Our social worker said ‘hold on, let me tell you more about her before you make any final decisions’. It turns out there was a lot for us to know, you see, our little girl had had a really tough start in life. She was born weighing just over one kilo, her little body having to withdraw from the hard drugs her birth mum had craved as well as the physical disabilities to her hands and feet - the worst case scenario we were told was, she wouldn’t be able to walk or talk. Now, I am a determined woman, both Errol and I felt, we could help this little girl, we could give her the sort of support and love she needed. I myself have had life experiences that would challenge most people, but I was determined to survive and live to tell my story. I had help along the way and without that help maybe I wouldn’t have survived, so I just thought this baby girl needs that same kind of help.
After finding out all the details about Annie, meeting all the specialists and doing my own research, we were ready to bring this little girl into our life.
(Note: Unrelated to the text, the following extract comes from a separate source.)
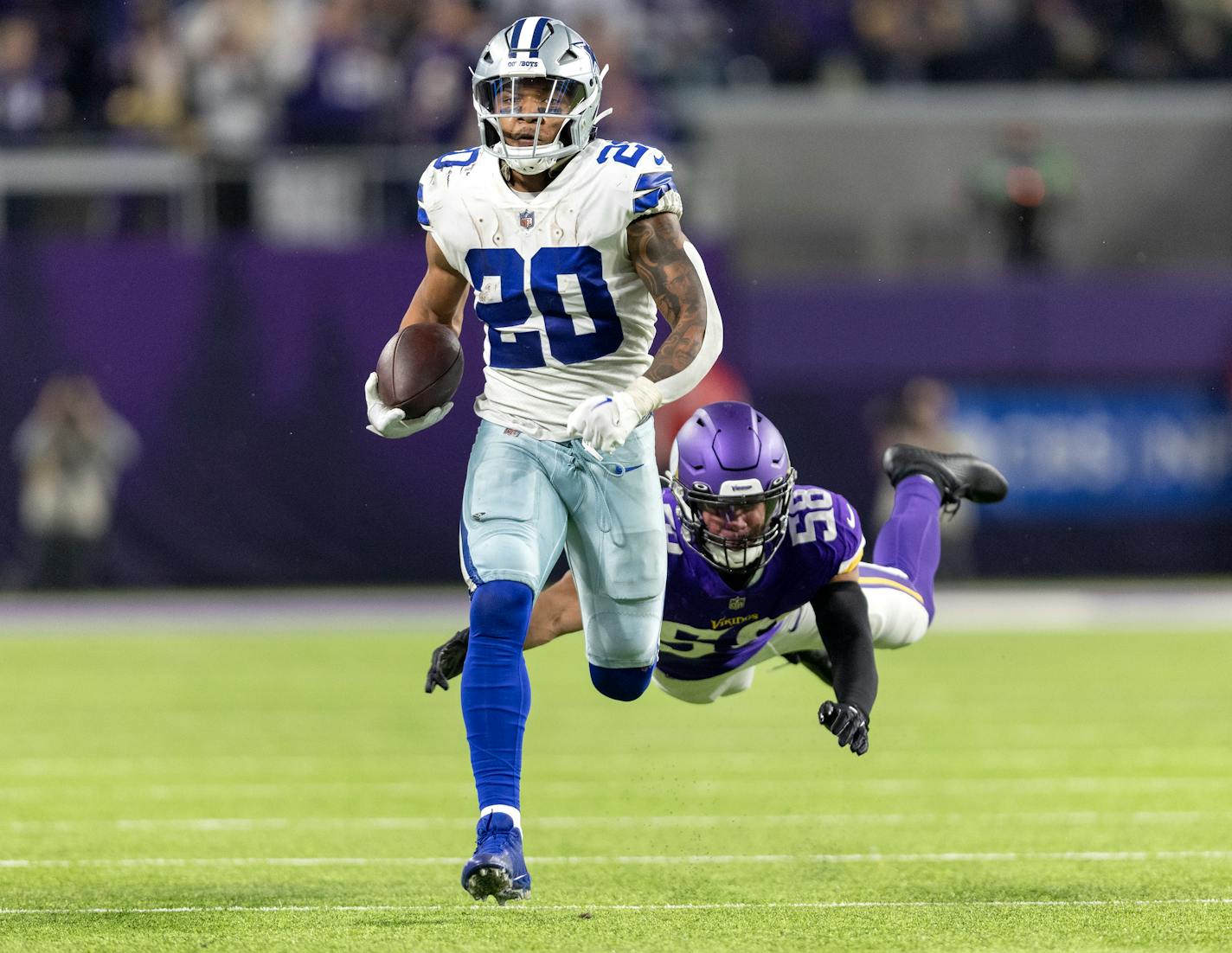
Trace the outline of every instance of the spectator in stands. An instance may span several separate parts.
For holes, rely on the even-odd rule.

Aged just one and a half years old, Annie came and had an immediate impact on our family. She and I bonded perfectly, I was so happy. We learnt from the health visitors and social workers who came to see us and we supported Annie through several operations with specialist surgeons at Great Ormond Street Hospital all working to help Annie walk. As time went on, whilst Annie made huge improvements; began to walk and her speech developed, Annie began to direct some of her anger and frustration she felt towards Errol and Chloe. There were times when it was so tough on them all to the point that I felt caught in the middle, with Chloe and Errol trying to understand and be patient. With the support of the social workers, I was able to work with my whole family to get through. Annie was just a baby, and as she grew she slowly began to trust and realise that Chloe and Errol loved her just as much as I did.
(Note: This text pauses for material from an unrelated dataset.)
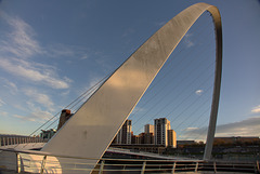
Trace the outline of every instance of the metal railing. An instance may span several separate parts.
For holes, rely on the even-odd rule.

Annie’s progress is amazing – she is to this day a very special child, she has the determination and a will to survive. Having spent so much time in hospital and having met so many positive role models, Annie wants to be a surgeon when she grows up – and we’ll support her all the way. Life was going great and Annie was doing well in school, when we received a call from our social worker telling us Annie has a newborn half-brother. Again Errol and I had some serious discussions – I’d always wanted a son! But the prognosis for Jay wasn’t positive; he had a number of medical issues and was likely to be autistic. This didn’t phase me at all – I said ‘we can do it, as a family we can do it’. As the months went on, I attended every training course on Autism, I spoke to every health profession I could find – and I invited local community teachers, health care professionals to my home to help me prepare for my son, and they came and provided the most amazing support.
Five years on – just like his sister, my little boy is in mainstream school; he has some help in the class room, but he is towards the top of his class for reading and writing – that’s an amazing achievement for him. When Jay grows up, he can be whatever he sets his mind to be – he doesn’t need to be a doctor or a lawyer, he just needs to be happy – and that’s what he is!
To be honest, I’m just an ordinary mum who loves her kids (probably too much), they are like ordinary children – they still need telling off and chasing to do their homework, but they are the most loving, funniest children with the best manners ever and I am comforted knowing their birth mum looks down and says ‘thanks Di’.